While Python does serve a useful purpose as a last-mile client, its metrics (e.g. latency numbers) and properties (e.g. dynamic typing) lend themselves less towards building native data-intensive frameworks. In addition, building data-intensive frameworks is less about any individual language and more about overall systems design competencies. Some fundamental principles that hold across any service implementation may include discussion of the following:

  • What kind of error model does the service implement: Many-to-many language-specific error mappings rapidly causes confusion as to exactly what part of a service is failing. An error service, with clearly defined error propagation and exit codes, may lend itself to a service failing more predictably and assist in debugging/patching in production, but also increases implementation costs as branching and state mutation exponentially increase the number of error conditions to be handled.

  • How does the service interact with outside agents: One example of this is how does it interact with IPC signals like SIGTERM, SIGINT, or SIGKILL. This is an important consideration with Python because singular instructions may break out into multiple bytecode instructions, as discussed in the blog post around complecting identity and state, and no guarantee is made by the Python virtual machine to exit after an instruction termination as opposed to bytecode termination. Hence, handling interrupts means anticipating race conditions at every point during code execution.

  • How does the service interact with other services: The service may be connected as part of a service pipeline, in which case all outputs must be considered inputs to another service, or it may be wrapped in a security sandbox in order to execute operations with untrusted code and/or on untrusted data, where it is expected to fail in a manner the sandbox can handle.

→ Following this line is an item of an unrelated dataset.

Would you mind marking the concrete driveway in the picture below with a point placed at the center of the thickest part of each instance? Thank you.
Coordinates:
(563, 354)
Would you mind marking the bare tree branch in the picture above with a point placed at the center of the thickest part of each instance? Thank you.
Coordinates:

  • What assumptions does the service make, and are those assumptions accurate in all environments: Python as a language only assumes a single CPU core and some data store (RAM, disk) is available to execute Python code. Additional performance can be gained by increasing the number of assumptions made about the environment, or changing existing assumptions. For example, breaking the assumption that CPU is always faster than I/O, and being able to assume I/O availability, makes for much different systems designs than otherwise. This Hacker News discussion discusses some of these tradeoffs, which are also mentioned in one of Dan Luu's blog posts.

  • Does this service clearly respect separation of concerns: Services that focus on doing one thing well are much more likely to reach a stable state where all possible ways of doing that thing well have been covered. This results in predictable behavior, more testing coverage over time, and increased code reuse.

This tiny subset of concerns around data-intensive systems design lends itself to building out well-tested, stable libraries around which user-defined scripts and data can execute reliably. Python's role in this design may be relegated to:

  • Increasing system observability for non-technical stakeholders: This role is key in order to guarantee engineering flexibility in implementation, and ensure effective communication between engineering and the rest of the company when establishing roadmaps and requirements. Python's toolchain lends itself greatly to observable achievements like GUIs and applications. Netflix's data operations team discusses Jupyter notebook scheduling by leveraging tools like papermill in order to replace scripts and templates.

  • Increasing asynchronicity between engineering teams: Forced synchronicity results in wasted time as implementation efforts suffer bottlenecks. Python's ability to deliver more observability ensures less face-to-face communication is necessary to keep track of progress, and next steps can be prefetched and anticipated before the need for them arises.